Oh, the other thing I wanted to point out is that using merely the presence of a period to denote the end of a sentence may not be that reliable. What about sentences that end with a question mark, like this one? Or sentences that end with an exclamation! Or those that have a writing style… like this? (was that one sentence, four sentences, or zero?) I’m sure you get my point, but that’s just a side issue :slight_smile:

Amount of text: A couple of pages would be enough: I’m after a demo, not a professional’s tool. But that’s a good question. How well does Glide scale?

Defining ‘sentence’: excellent point. There’s no way afaik to split text by ‘period or question mark or exclamation mark’. Hmmm …

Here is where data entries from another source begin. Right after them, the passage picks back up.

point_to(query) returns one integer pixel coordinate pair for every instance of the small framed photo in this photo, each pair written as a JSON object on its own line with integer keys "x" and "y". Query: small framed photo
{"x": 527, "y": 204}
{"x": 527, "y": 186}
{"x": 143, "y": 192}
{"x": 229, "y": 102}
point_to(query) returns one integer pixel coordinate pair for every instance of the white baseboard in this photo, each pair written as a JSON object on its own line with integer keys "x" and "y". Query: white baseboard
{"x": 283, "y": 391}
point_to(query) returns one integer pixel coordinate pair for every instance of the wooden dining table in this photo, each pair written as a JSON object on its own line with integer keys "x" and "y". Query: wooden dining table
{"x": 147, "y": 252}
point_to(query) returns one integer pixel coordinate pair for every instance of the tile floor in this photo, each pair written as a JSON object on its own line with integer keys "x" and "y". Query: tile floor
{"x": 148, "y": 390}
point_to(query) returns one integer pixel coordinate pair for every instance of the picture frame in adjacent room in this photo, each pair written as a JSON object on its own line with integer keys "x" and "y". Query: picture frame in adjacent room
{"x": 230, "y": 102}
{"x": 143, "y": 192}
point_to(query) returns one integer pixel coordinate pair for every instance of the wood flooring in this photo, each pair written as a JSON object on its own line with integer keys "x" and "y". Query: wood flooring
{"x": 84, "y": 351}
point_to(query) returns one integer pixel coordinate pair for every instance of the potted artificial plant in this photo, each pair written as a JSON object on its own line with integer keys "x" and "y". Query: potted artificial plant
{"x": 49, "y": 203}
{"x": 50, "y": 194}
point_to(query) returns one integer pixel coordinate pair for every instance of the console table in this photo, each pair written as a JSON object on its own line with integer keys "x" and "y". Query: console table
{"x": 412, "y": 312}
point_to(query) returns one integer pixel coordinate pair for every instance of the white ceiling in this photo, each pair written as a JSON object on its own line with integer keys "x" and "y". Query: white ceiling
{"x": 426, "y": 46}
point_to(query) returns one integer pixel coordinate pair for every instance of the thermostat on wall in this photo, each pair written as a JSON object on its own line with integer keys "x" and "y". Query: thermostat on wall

There is… Glide now (indirectly) supports regular expressions which will take care of this part.

I have a few ideas bubbling around inside my head. I’ll have a play around with this a bit later and may come back to you with a suggestion.

How many paragraphs max?

Shall we say 10?

CleanShot 2022-01-31 at 09.27.19@2x

I see @Darren_Murphy replying…wondering if he’s thinking the same thing I’m thinking…

3 Likes

hmm… ill wait too lol, GS that would be few minutes to solve

So I’ve been having a bit of a play with this.

My initial thought was that the Extract Multiple Matching Text plugin column would handle the first part of this. But it turns out that it doesn’t.

So I ended up writing a bit of javascript to do the initial parsing of the paragraph…

if (!p1) { return undefined; }
var sentences = p1.split(/[.?!]\s+/);
  var arr = [];
  sentences.forEach(function (sentence) {
    var words = sentence.split(/\s+/);
    arr.push(words.length);
  })
  return arr.join(',');

The above will give you a comma separated list, representing the number of words in each sentence of the paragraph.

My thought from there is that it could be transposed into a series of rows, and from there you could do various rollups to get average, median, etc. But that’s where I’ve got a bit stuck. I’m able to transpose the data okay, but the rollup column doesn’t seem to play nicely with it.

I’ll come back to this a bit later and see if I can figure it out. In the meantime, perhaps somebody else will jump in with an alternative solution.

4 Likes

and that’s what codes are for… :wink: btw @Darren_Murphy I did find a solution for not running scripts On Change when add, delete a row, or column… lol pretty easy

Probably not, haha :joy:
But I am curious to see what you come up with.

No code option:

4 Likes

I wish you could do video tutorials for my Apps … @Robert_Petitto
You are the best of the best in that field… no doubts… and very good in many others fields… but your video tutorials … even made just to make it… are impressive

1 Like

hehe, that’s more or less the approach I thought you’d take.

Only problem is this:

That’s why I ended up resorting to code, to deal with that. I initially thought that one of the plugins would help overcome that, but it seems not.